Age of consent for gay and bi men equalised 20 years ago in the UK

It is 20 years today since the age of consent was finally equalised in the UK after a bruising, years-long campaign from LGBT+ activists.

Today, queer people enjoy many of the same rights as their straight counterparts in the UK – but that wasn’t always the case. Homosexuality was illegal in all circumstances up until 1967, and same-sex marriage was once just a distant dream.

Among the many legal hurdles queer people had to overcome was the battle to equalise the age of consent. Gay and bisexual men had been governed by a separate age of consent for decades, pushing them further into the shadows in the process.

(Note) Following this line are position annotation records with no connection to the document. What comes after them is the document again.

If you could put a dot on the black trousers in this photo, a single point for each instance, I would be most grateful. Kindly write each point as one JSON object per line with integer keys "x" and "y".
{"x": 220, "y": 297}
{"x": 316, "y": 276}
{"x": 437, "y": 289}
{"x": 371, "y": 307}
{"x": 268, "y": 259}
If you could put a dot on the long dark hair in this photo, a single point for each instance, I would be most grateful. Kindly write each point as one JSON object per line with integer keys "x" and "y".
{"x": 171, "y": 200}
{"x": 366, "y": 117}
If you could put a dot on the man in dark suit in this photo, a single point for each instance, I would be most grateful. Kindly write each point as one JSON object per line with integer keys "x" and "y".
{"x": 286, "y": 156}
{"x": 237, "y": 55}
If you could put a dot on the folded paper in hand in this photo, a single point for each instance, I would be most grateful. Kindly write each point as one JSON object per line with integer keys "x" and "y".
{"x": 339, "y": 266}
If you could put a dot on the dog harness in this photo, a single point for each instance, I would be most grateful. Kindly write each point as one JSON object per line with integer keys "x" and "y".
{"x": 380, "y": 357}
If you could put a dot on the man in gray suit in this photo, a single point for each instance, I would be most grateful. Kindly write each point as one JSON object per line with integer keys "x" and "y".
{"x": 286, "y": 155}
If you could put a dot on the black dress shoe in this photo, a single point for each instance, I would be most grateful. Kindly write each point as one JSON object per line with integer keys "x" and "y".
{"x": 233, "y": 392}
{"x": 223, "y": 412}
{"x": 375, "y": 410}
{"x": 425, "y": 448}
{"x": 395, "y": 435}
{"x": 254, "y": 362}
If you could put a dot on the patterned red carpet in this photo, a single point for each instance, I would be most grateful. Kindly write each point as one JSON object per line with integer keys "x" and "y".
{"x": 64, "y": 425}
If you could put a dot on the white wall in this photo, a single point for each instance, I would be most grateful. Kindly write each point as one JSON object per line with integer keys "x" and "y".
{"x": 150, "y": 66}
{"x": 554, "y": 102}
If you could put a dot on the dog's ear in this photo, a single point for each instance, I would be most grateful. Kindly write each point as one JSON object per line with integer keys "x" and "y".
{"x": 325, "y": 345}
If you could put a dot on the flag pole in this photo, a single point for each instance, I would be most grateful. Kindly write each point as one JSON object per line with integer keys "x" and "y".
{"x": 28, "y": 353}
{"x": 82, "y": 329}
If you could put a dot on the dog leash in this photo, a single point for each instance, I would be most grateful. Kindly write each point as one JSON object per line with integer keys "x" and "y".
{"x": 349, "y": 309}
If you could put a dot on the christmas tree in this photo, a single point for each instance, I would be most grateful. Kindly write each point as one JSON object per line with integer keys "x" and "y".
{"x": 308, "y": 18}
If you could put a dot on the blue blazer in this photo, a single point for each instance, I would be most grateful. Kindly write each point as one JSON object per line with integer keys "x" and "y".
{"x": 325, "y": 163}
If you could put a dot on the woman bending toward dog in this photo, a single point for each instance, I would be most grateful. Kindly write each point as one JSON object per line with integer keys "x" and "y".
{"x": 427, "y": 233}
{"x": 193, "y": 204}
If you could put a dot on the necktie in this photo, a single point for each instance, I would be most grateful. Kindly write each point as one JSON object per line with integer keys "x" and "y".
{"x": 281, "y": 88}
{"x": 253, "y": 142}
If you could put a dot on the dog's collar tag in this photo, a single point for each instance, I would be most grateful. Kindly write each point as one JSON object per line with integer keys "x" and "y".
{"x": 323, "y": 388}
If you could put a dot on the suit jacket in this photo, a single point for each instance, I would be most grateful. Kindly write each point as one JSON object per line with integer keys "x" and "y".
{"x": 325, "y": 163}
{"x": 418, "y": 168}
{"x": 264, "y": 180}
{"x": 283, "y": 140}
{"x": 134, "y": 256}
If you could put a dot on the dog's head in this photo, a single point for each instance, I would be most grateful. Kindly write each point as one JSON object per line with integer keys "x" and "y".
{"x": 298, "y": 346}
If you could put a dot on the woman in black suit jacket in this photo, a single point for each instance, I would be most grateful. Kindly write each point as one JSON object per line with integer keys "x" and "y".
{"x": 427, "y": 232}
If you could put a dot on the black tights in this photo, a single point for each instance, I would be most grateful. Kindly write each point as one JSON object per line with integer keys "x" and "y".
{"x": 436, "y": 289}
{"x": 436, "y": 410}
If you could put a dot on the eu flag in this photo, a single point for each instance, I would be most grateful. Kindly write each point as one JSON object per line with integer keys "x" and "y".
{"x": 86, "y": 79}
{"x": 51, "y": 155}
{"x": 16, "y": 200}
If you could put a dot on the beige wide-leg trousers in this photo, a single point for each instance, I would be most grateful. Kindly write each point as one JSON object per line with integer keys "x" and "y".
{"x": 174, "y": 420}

On 8 January, 2001, the Sexual Offences (Amendment) Act finally came into force after it was passed by parliament on 30 November, 2000, lowering the age of consent for gay and bisexual men to 16 in England, Scotland and Wales, and 17 in Northern Ireland – finally granting queer people the autonomy over their bodies they so desperately craved.

The debate surrounding the age of consent for gay and bisexual men in the UK began as early as 1957, when the Wolfenden Report first recommended that the ban on homosexuality be overturned. Crucially, that same report also recommended that the age of consent for gay and bisexual men be set at 21, a full five years later than for straight people.

A decade on, the recommendations made in that report finally made it into law in the form of the Sexual Offences Act 1967, which partially decriminalised homosexuality in England and Wales. As was recommended in the Wolfenden Report, gay and bisexual men would be allowed to have sex, but only in certain circumstances – and only when they were aged over 21.

According to historian Florence Sutcliffe-Braithwaite, this “discriminatory provision” was added to the law to reflect “the longstanding association between homosexuality and corruption, particularly the corruption of the young by the older, supposedly ‘hardened’ homosexuals”.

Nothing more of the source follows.